Say you arrest a person, Mirandize him, and he says he wants a lawyer. You put him in jail and every two hours you keep going back to him and Mirandizing him again to see if he changed his mind. You bring in different police departments to do this as well or tell him the purpose of the talk is for a different crime this time. Finally, after the 20th time of doing this, he agrees to confess. You show the court the Miranda form and his confession from the 20th time and we’re all good to go, right? Well, the Edwards rule prevents this.
In Edwards v. Arizona, 451 U.S. 477 (1981), the U.S. Supreme Court held that when an accused has invoked his right to have counsel present during custodial interrogation, a valid waiver of that right cannot be established by showing only that he responded to further police initiated custodial interrogation even if he has been advised of his rights.
Additionally, an accused, having expressed his desire to deal with the police only through counsel, is not subject to further interrogation by the authorities until counsel has been made available to him, unless the accused himself initiates further communication, exchanges, or conversations with the police.
Without complicating this too much, there is another U.S. Supreme Court case, Shatzer, that says in some circumstances Edwards protection does not mean indefinite (a subject who goes to prison at twenty one years old for life cannot invoke counsel and expect that police can never be able to talk to him again). However, we can save Shatzer for another day and just focus on Edwards in this case.
To keep this very simple, two officers went to speak with Kelvin Taylor about murder A. They Mirandized him and he said before he would speak to them, he wanted to speak to the sheriff first. So, the sheriff comes and talks to him and then he agrees to talk. He makes indirect inculpatory statements about murder B and murder C. That statement is used to indict him for murder B and murder C.

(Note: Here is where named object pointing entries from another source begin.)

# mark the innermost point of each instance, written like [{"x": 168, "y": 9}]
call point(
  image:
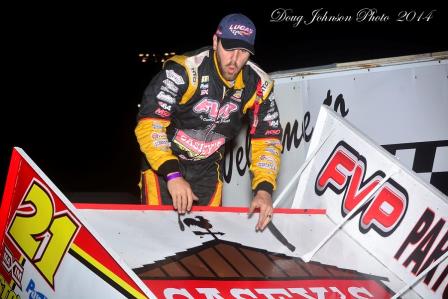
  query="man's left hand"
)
[{"x": 263, "y": 201}]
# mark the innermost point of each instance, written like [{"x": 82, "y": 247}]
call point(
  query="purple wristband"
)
[{"x": 173, "y": 175}]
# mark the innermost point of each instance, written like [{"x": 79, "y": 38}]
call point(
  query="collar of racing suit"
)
[{"x": 239, "y": 82}]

His first trial is hung. There is a second trial and after the state rested, Turner for the first time provides new information for the court. Specifically, he provides evidence that he had been Mirandized by a different law enforcement agency and had invoked counsel eight months before these two officers came and spoke to him about murder A. Thus, he argues Edwards should apply. For legal reasons of timeliness, the MSC rejected Turner’s appeal. However, it is important for teaching purposes to know what they said about the Edwards rule.
The Mississippi Court of Appeals’ conclusion that Taylor’s request to speak to the sheriff after the officers went to speak to Taylor about murder A amounted to an initiation of communication sufficient to satisfy Edwards is incorrect.

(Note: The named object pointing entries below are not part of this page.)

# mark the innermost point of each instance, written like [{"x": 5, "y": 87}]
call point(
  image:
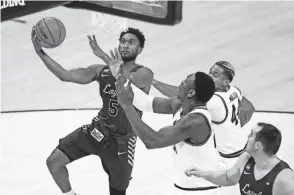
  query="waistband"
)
[
  {"x": 234, "y": 154},
  {"x": 197, "y": 189}
]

In Duplantis v. State, 644 So. 2d 1235 (Miss. 1994), we specifically addressed the effect of requesting to speak to a different law enforcement official after rebuffing a request to speak to one law enforcement official. In that case, we rejected the argument that Duplantis initiated the dialogue which resulted in the formal statement given in which Duplantis declined to answer Officer Knight’s questions and asked to talk to Officer Vick instead. In other words, police initiated this encounter, not the defendant.
Likewise, in this case, police initiated further communication with Taylor after he had invoked to another agency eight months prior. Then, Taylor asked to speak to the sheriff. Thus, Taylor did not initiate the communication with police under Edwards by asking to speak to the sheriff first.

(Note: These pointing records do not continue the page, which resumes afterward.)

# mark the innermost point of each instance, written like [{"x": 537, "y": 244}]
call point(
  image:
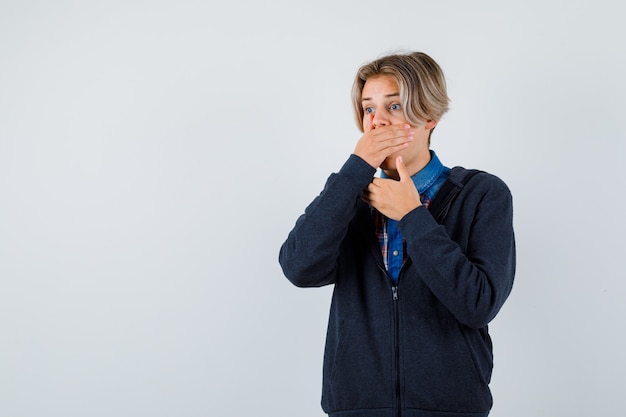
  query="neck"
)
[{"x": 413, "y": 167}]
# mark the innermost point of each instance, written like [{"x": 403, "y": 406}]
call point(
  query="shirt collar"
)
[{"x": 428, "y": 175}]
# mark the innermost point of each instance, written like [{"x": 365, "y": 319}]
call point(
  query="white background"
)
[{"x": 155, "y": 154}]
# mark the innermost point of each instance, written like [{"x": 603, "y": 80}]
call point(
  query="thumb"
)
[{"x": 403, "y": 172}]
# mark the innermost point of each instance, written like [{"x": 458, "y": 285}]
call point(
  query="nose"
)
[{"x": 379, "y": 118}]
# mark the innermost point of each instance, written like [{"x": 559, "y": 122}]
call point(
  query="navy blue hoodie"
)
[{"x": 421, "y": 347}]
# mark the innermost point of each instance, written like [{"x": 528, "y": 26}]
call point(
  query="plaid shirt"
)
[{"x": 392, "y": 245}]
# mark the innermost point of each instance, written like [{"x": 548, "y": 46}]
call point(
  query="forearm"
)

The officers who went to speak to Taylor had no idea that he had invoked counsel to another agency eight months prior. Under Edwards, that does not matter. Short of asking someone in jail if they have been previously Mirandized during their custody, it is impossible for law enforcement officers to know.
Smaller departments and jails may have an advantage here. Hopefully, you will at least know if someone from your own department has spoken to the subject in jail before you attempt to do so. The Edwards rule has a sound purpose but there are unintended consequences to the rule. Fortunately, Shatzer has helped to keep the Edwards rule from creating even more chaos.